Anyone who has had that experience no doubt smiled at the story of Spanish civil servant Joaquín Garcia, an employee of a municipal water company. When he was considered for an award for twenty years of service, it was discovered that he had not in fact shown up for work in six years, while continuing to draw his paycheck.
Garcia insisted there was simply no work for him to do, and that he had been put in the job in the first place as political retaliation. Other sources contested the original report, claiming that he did show up to work but merely spent his time reading philosophy — becoming an expert on Spinoza, according to Mr Garcia — which would make him just another case of dreary workplace pseudo-leisure.

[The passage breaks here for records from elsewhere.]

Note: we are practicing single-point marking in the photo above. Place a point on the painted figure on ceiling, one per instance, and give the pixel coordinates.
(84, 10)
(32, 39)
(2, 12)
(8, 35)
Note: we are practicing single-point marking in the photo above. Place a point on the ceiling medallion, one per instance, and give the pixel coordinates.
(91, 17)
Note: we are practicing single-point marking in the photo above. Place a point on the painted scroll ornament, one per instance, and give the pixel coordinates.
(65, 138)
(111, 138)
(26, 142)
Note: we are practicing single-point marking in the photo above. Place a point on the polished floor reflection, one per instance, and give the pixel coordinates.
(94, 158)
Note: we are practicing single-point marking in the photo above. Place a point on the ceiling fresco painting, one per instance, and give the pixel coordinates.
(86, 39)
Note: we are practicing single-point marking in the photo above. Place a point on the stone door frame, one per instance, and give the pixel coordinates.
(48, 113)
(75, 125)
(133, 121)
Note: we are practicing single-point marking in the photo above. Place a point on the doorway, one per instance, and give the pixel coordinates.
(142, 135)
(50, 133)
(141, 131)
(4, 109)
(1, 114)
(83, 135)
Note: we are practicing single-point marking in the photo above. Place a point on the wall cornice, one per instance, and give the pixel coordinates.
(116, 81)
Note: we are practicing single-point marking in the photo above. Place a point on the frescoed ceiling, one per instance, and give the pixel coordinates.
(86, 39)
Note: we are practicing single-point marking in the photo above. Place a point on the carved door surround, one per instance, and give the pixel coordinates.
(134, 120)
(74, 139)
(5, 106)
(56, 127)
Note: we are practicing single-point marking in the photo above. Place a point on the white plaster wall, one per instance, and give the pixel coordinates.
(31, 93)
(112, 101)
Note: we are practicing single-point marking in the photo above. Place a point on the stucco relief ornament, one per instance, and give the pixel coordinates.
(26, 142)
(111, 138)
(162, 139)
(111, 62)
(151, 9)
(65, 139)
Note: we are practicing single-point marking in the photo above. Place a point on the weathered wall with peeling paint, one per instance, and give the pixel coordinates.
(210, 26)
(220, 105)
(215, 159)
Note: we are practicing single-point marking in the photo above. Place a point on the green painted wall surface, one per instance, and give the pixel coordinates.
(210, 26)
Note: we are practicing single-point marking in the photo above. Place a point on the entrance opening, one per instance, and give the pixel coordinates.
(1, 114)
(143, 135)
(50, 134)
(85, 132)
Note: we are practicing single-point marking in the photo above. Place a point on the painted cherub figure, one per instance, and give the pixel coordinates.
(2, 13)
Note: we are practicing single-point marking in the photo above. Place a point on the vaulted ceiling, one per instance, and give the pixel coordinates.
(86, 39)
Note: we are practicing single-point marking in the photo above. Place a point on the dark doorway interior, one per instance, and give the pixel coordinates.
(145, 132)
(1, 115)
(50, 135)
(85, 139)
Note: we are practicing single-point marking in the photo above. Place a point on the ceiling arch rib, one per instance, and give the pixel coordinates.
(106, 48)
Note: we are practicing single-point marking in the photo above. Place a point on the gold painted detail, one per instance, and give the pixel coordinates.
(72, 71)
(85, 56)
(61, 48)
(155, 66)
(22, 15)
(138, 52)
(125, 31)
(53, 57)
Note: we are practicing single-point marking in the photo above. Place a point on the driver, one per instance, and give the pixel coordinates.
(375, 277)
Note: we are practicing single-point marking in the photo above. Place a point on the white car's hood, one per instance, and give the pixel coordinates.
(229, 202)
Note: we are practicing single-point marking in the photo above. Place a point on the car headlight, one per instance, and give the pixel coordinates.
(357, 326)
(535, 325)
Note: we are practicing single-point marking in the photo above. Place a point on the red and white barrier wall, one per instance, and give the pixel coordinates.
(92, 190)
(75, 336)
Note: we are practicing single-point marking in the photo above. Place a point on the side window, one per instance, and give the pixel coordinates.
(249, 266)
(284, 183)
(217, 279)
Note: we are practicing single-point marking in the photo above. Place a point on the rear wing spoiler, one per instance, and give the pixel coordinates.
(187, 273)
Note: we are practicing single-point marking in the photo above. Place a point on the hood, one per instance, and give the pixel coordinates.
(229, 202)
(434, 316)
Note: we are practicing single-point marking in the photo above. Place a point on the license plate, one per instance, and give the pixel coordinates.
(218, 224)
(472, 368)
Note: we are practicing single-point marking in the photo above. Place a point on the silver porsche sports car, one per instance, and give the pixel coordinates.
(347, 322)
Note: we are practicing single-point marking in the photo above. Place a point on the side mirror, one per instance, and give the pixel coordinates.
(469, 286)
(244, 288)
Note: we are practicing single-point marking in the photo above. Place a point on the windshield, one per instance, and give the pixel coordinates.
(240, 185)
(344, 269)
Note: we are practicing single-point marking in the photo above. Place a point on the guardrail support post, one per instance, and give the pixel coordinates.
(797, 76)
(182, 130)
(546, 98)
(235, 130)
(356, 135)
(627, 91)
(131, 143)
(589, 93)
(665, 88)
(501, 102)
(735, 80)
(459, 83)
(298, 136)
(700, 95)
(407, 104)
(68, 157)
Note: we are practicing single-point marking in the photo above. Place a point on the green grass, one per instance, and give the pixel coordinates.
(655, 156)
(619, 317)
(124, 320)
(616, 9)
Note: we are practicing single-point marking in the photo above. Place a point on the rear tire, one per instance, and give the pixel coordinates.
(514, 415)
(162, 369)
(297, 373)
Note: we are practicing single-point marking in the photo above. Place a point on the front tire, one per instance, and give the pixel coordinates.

But it was the original vision, of a man simply walking away from the pointlessness of his work, that gave the story its viral appeal. It punctured the mystification of “work,” that oppressive abstraction that I’ve tried to break down many times before. Garcia rejected the “work” of dutifully showing up for a job that had no reason to exist, in favor of the self-fulfilling “work” of reading philosophy. What might we all do if we could do the same?
The “work to rule” action is a popular labor tactic, an alternative to going on strike. It involves carefully and literally following every rule in the contract, which in most workplaces has the practical effect of slowing work down to a crawl.
But perhaps we need something like the opposite: “work to need.” If everyone with a pointless, wasteful, or destructive job simply refused to show up to it, we would learn a lot about how much of our time is taken up with “work” that has everything to do with our dependence on wage labor, and nothing at all to do with the things we need to run a decent society.